There are many oak tree species that live well over 200 years. These long-living, broad-leaved trees are a commanding landscape presence that are ideal for providing shade and habitat for wildlife. Oak trees are also a source for wood and lumber. Oak wood is extremely durable and tough and has interesting grain swirls to admire. Oak trees are also very large and can withstand nature's elements, like high winds and extreme cold. Their fall color is striking and lights up the landscape every year.
Columnar English Oak
Columnar English oak is deciduous and prefers full sun. Its narrow form is columnar in shape, hence the name columnar English oak. This slow growing oak tree prefers well-drained soils and open areas. It grows up to a commanding 60 feet high and 15 feet wide. The dark green leaves have a bluish tint and grow up to 5 inches long. The leaves retain their green color into the winter, making for a bright burst of color to the landscape. The USDA hardiness zone is 5 to 8.
The chestnut oak is a deciduous tree with a moderate to rapid growth rate.
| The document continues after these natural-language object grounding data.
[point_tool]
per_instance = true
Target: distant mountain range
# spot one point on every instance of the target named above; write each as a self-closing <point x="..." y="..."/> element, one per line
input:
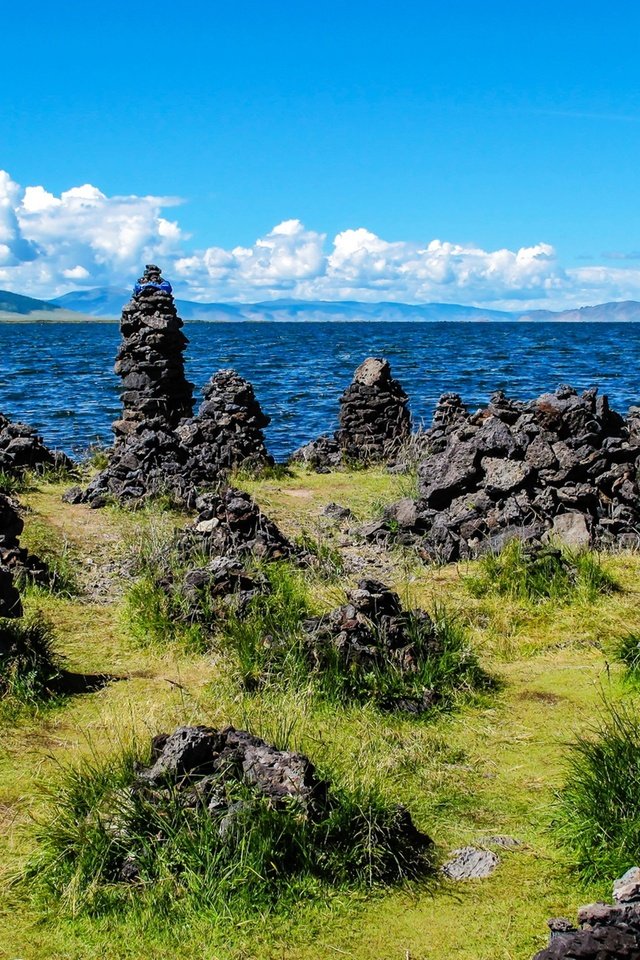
<point x="105" y="303"/>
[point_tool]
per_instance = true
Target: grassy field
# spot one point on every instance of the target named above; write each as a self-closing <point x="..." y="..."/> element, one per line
<point x="489" y="768"/>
Its rounded, dense shape is irregular in form. Chestnut oaks prefer full sun and a wide range of soils, including dry soils. This hardy grower reaches a staggering 70 feet in height and has yellow-green leaves. The leaves range from 4 to 6 inches long and in the fall turn an orange-yellow, making for a fiery landscape. Chestnut oak also has a sweet tasting acorn that grow just over 1 inch wide. They are dark brown in color and attract wildlife. The USDA hardiness zone is 4 to 8.
The pin oak tree is a rapidly growing deciduous tree that requires full sun. Its pyramidal shape is dense and the branches are pendulous in shape. The pin oak tree grows up to 80 feet tall and 50 feet wide, making for a striking oak tree. The leaves have deeply cut lobes and are 3 to 6 inches long. Beginning in the fall, the leaves change to a deep bronze color. Younger pin oak trees hold onto their leaves throughout the winter, unlike mature pin oak trees. These hardy growers are also easy to transplant. They prefer a range of soil types, including wet, moist soils. The USDA hardiness zone is 4 to 8.